Make sure that in your orders menu, "Dwarves collect refuse from outside" is turned on, and that you have a big-enough refuse stockpile. I use two refuse stockpiles right next to each other, at least 20 spaces each. Set one to accept ONLY bones, skulls, and shells, and the other to accept everything EXCEPT bones, skulls, and shells.
In my experience, if your refuse stockpile is full, hunters won't return kills, they'll just let them rot instead of taking them directly to the Butcher's Workshop.

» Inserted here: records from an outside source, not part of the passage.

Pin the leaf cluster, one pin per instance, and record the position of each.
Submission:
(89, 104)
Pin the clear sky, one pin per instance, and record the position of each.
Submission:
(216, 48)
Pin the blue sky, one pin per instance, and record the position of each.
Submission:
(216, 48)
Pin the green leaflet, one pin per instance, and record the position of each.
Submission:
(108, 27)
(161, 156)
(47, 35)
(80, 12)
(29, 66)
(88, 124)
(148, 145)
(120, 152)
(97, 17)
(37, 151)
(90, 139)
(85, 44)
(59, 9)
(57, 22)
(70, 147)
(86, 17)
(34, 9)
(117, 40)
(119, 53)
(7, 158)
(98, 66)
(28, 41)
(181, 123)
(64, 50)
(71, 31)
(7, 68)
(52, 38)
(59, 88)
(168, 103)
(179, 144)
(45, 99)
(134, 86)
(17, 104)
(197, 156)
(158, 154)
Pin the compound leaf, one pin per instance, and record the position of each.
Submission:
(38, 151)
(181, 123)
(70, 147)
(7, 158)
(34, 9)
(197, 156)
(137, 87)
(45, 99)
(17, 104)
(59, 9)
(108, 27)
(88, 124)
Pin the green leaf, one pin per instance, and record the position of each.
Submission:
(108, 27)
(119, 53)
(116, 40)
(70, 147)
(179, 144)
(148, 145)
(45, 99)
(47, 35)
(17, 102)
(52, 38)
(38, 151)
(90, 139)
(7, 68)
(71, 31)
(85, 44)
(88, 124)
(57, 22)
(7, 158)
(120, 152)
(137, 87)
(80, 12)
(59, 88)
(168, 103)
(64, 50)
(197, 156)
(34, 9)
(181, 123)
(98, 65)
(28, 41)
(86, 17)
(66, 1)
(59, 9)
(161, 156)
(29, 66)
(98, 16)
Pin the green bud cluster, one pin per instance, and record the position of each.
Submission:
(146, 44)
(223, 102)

The "He doesn't care about anything anymore" is actually a good trait for a hunter, it means he won't get a negative thought for "witnessing death" or whatever.
Good advice.
I should explain, however, that he doesn't actually "witness death" anymore, he just maims the animal and leaves it there to bleed, throw up, pass out, bleed, wake up, throw up, bleed, pass out, wake up, crawl a few spaces in a desperate attempt to reach its little groundhog hole, throw up, and bleed to death. He can't return anything that isn't dead, as far as I can tell, though it still shows up under his kill list.

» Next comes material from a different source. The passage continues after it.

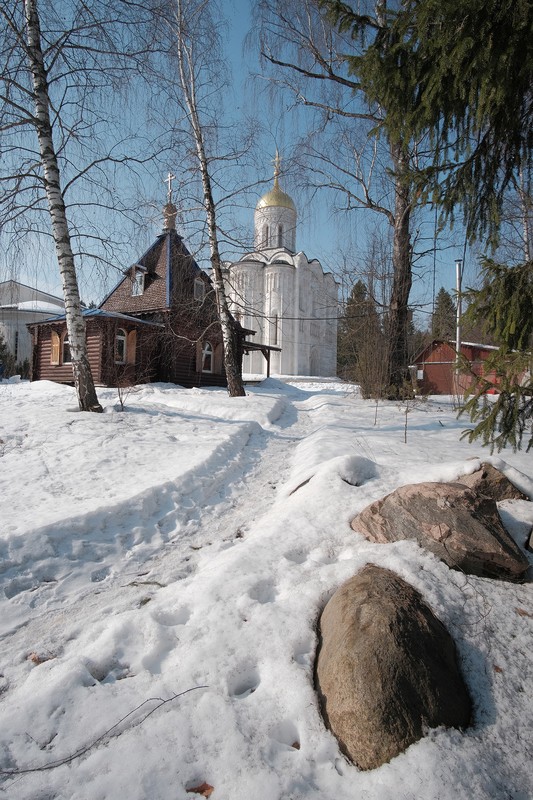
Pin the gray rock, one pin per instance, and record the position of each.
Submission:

Then you would have had monkey pieces filling up your refuse pile. And although im not that experienced in the Adventure mode nor tend to give my dwarves blunt weaponry, i think the corpse needs to hit an obstacle to explode, which is completly possible as i have no cluse how the combat zone looks like.
Anyway. a butcherer needs to process the rangers victims for the cook to make it into some edible, and the dwarves need to have the order to gather outside refuse to fetch any corpses lying around.
In Adventurer mode, I once had a guard play golf with me.
He chopped off all my limbs save one only because another guard was holding me by it, and swung his hammer so hard that I ripped off of my arm and was sent flying an entire screen north into a plain, where my body exploded.
There's no possible way this could happen, as far as I could tell, but it does at least prove the the ground is, in fact, an obstacle.